Every year the Christmas season offers a bountiful feast for Twin Cities music lovers. Handel’s “Messiah” can be heard in various styles all over town, while the ageless Doc Severinsen brings “Jingle Bell Doc” to Orchestra Hall, and just down the street, those genre-bending exponents of avant-garde and often whimsical jazz, the inventive trio known the Bad Plus, settle in for their annual residency at the Dakota.

Formed 16 years ago by two musicians raised in Golden Valley, drummer David King and bassist Reid Anderson, and a pianist from Menomonie, Wis., Ethan Iverson, the trio has released 11 studio albums while touring extensively. Following their four nights at the Dakota, they will wrap up the year at the Village Vanguard in New York City.

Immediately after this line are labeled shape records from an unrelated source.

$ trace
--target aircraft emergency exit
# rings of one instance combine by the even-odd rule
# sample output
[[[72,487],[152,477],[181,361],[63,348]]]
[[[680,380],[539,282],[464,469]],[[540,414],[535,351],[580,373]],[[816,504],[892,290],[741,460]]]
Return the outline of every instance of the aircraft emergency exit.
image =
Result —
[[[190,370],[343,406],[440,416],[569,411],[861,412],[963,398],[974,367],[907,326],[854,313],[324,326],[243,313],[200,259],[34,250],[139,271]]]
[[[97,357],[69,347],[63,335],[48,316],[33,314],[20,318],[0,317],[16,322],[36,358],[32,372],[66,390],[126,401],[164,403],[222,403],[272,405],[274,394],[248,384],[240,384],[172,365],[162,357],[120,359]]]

Their sound is unique. The piano trio, going back to its inception in the late 1930s with the King Cole Trio headed by Nat King Cole, has existed chiefly as a showcase for the pianist. Bass and drums — or guitar and drums in the case of Cole’s group — took an accompanying role, providing rhythmic and harmonic support and an occasional solo.

The Bad Plus alter that formula, bringing democracy to the old format while expanding the boundaries of what is expected of a piano trio. The three voices in the group carry equal weight, both as composers and players. And they cut a wide swath stylistically, from ’70s-style fusion jazz to intimations of bebop to pop and rock deconstructions. They give a nod to various traditions while adding their own quirks and oddities and unresolved harmonic tensions. At times they practice a kind of musical Cubism, as if one were hearing opposite sides of a composition at the same time.

For their first (70-minute) set Thursday, they drew from a wide range of their recorded output, from the subtle and mysterious “Everywhere You Turn” off their 2003 album “These Are the Vistas” to their latest release, “It’s Hard,” an album of covers that includes a rumination on the old Cyndi Lauper hit “Time After Time” and, offered Thursday night as a encore, a wry parody of Johnny Cash’s “I Walk the Line” with echoes of Floyd Cramer-style piano from Iverson.

“Everywhere You Turn” showed off one of their trademarks: a soft, lush tune in the piano propelled by feathery percussion from King that slowly built to a huge crescendo and then faded away at the end.

All three played with fluent virtuosity throughout the set, King and Anderson evolving a furious counterpoint during Ornette Coleman’s “Street Woman” that seemed to surprise and energize them both. A highlight mid-set was a harmonically bold treatment of a Prince song from their latest album, “The Beautiful Ones” from the “Purple Rain” soundtrack.

The Bad Plus, we hope, will be back next Christmas.

Michael Anthony is a Twin Cities critic.